FIRENZE – “La Città metropolitana di Firenze prima propone formalmente di aderire alla definizione agevolata “rottamazione quinquies” dei ruoli e delle cartelle esattoriali, poi clamorosamente ritira la delibera senza alcuna giustificazione tecnica e politica. Rinunciando potenzialmente a recuperare 1.428.311 euro di carichi da debiti tributari e patrimoniali maturati dal 2000 al 2023”: è la dura presa di posizione dei consiglieri del gruppo Centrodestra e civici per il cambiamento Cecilia Cappelletti, Vittorio Picchianti, Alessandro Scipioni e Gianni Vinattieri (nella foto) che poi spiegano: “Nella commissione consiliare del 6 luglio scorso, l’amministrazione metropolitana ha presentato e discusse la proposta di adesione alla rottamazione dopo che una novella legislativa aveva introdotto la proroga al 31 luglio del provvedimento per gli enti territoriali e locali. Quindi, la proposta di adesione fu inserita nell’ordine del giorno del consiglio metropolitano convocato per mercoledì 8 luglio. Vista l’assenza del vicesindaco metropolitano Mantellassi, con delega al bilancio, è stato deciso di rinviare il punto al consiglio metropolitano convocato per il 22 luglio. Poi, l’imprevedibile: la proposta di adesione alla rottamazione da parte della Città metropolitana non viene ripresentata e, durante il consiglio stesso, su sollecitazione del nostro gruppo, il vicesindaco non ne ha motivato il ritiro rimandando a un eventuale approfondimento in sede di conferenza dei capigruppo”.
“La misura – spiegano i consiglieri – riguarda tutti i debiti, tributari e patrimoniali, con esclusione di quelli derivanti da pronunce di condanna della Corte dei conti, risultanti dai carichi affidati dall’ente all’agente della riscossione dal 1 gennaio 2000 al 31 dicembre 2023. In particolare, il debitore, con la presentazione della dichiarazione di adesione, verserà unicamente le somme dovute vedendosi abbuonati gli importi originariamente dovuti a titolo di interessi, sanzioni, interessi di mora e aggio. Nello specifico della Città metropolitana, risultano carichi affidati all’agente della riscossione non ancora riscossi per 25.335.695 euro, di cui 1.428.311 potenzialmente oggetto della “rottamazione quinquies”. Si tratta di carichi maturati dal 2000 al 2023 e, donde, in larga parte difficilmente esigibili. L’adesione alla rottamazione avrebbe permesso all’ente di recuperare somme importanti da utilizzare nell’erogazione di servizi o per investimenti e, inoltre, di incidere sul monte di residui attivi che rendono rigido il bilancio metropolitano”.

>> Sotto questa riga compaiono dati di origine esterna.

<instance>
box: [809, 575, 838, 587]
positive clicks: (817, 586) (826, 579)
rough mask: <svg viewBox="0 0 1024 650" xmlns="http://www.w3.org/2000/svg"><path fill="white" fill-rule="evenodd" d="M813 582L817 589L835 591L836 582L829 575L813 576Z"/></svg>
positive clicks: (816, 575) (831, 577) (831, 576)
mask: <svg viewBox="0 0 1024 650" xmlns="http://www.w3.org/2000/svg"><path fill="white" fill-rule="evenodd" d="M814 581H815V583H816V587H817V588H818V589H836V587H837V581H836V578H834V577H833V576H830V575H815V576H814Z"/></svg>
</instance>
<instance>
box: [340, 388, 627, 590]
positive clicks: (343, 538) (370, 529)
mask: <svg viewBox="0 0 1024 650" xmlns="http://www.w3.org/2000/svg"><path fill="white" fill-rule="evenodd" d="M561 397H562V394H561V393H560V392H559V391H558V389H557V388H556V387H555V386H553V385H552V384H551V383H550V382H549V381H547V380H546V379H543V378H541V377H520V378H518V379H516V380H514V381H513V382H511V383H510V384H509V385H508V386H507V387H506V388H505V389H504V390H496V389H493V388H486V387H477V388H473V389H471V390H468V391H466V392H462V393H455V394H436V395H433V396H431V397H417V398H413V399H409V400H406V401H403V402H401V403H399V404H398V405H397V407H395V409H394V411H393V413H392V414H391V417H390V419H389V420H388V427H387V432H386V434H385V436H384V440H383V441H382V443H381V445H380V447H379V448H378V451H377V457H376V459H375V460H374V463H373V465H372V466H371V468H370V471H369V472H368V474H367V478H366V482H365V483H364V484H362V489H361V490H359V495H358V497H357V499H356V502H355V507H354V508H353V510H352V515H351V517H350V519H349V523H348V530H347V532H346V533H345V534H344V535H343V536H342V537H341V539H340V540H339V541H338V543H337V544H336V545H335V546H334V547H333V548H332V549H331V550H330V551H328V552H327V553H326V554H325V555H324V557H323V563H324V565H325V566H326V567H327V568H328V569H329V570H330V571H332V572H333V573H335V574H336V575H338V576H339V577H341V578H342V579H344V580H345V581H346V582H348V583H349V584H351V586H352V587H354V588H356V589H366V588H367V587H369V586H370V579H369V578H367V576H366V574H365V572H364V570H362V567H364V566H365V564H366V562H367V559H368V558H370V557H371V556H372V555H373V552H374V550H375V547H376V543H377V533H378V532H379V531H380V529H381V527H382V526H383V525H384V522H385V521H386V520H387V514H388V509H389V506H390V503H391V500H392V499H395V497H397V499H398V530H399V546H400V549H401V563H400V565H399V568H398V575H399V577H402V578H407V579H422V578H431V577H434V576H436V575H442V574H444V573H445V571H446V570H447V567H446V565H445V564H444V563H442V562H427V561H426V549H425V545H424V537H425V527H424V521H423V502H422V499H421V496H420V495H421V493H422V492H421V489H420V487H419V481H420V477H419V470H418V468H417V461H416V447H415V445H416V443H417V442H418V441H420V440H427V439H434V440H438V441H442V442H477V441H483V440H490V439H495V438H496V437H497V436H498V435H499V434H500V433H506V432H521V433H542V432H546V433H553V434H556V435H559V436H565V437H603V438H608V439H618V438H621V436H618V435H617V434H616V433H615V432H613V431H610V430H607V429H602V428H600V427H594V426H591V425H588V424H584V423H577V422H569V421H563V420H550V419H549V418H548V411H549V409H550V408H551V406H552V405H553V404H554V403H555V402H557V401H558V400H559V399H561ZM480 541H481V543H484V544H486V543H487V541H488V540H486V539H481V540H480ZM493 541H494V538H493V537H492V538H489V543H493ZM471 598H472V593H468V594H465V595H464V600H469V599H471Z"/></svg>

“L’intera vicenda, – concludono – se da un lato rappresenta un’occasione mancata in termini di bilancio, dall’altra, per come si è svolta, è una mancanza di rispetto verso gli uffici, che hanno lavorato per predisporre una proposta di deliberazione poi svanita nel nulla, e verso il consiglio metropolitano a cui è stata presentata formalmente l’adesione alla “rottamazione quinquies”, inserita nell’ordine del giorno, rinviata e non ripresentata, senza alcuna giustificazione politica. E il nodo, non palesato, è proprio politico: un’avversione ideologica di una parte, evidentemente maggioritaria, della maggioranza Pd-Uniti per la Città metropolitana che ha costretto l’ente a ritirare una misura di buon senso e ha svilire il ruolo delle direzioni e del consiglio metropolitano. Evidenziando scarso rispetto istituzionale e un certo grado di dilettantismo politico”.